Acidizing treatments are typically based on HCl and organic acids and for the first time a multifunctional, low viscosity, retarded HCl acid is also available. Laboratory wormhole tests were conducted for matrix injection but also in a pseudo-acid fracture condition (split-core) in order to establish feasibility for future stimulation designs. Three acid blends were used, a blend of organic acids (OA), a mixture of HCl and organic acid (HA), and a polymer free retarded HCl acid (HRMA).

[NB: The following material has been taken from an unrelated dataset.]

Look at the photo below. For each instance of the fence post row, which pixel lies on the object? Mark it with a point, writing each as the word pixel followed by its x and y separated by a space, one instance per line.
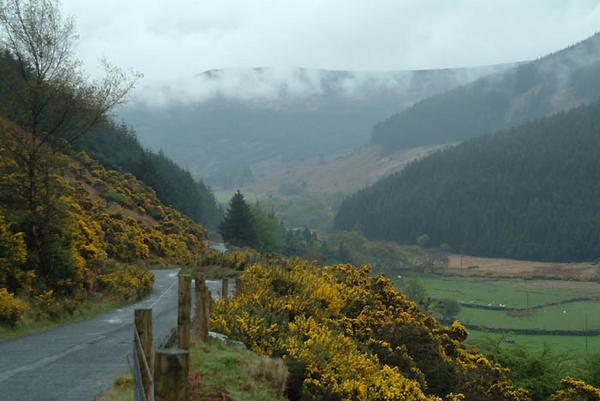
pixel 171 368
pixel 143 350
pixel 184 311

The cores tested correspond to a particular well and X-ray Diffraction (XRD) analysis confirms it is >98% dolomite. CT imaging corroborates the heterogeneous permeability due to primary and secondary porosity systems (5% – 10% and 10% – 15%). The pore volume breakthrough of each acid blend was determined for two cores of similar porosity under same constant injection rate. Results indicate the organic acids blend (OA) can have better injectivity when flow rate is much higher than the HCl/Organic acid (HA) blend. A core with 10X lower permeability (0.1 – 0.5 mD) was tested with new Retarded HCl acid (HRMA) using same injection rate as the other acid blends. Results indicate that Retarded HCl (HRMA) does not cause core facial dissolution under unoptimized injection rate. The wormhole patterns generated for the HCl/Organic acid (HA) blend show good distribution and for Retarded HCl (HRMA) show enhance acid containment (less ramification). Both HCl acid blends (HA and HRMA) are suitable for dolomitic acidizing under different injection rates, while the purely organic acid blend is more adequate for high rate injection.
Notably acidizing of dolomitic reservoirs can be highly efficient under optimized conditions and future work with non-retarded and retarded acids can systematically drive pumping engineering designs. The Retarded HCl acid (HRMA) has multifunctional properties including scale inhibition and lower HCl reactivity.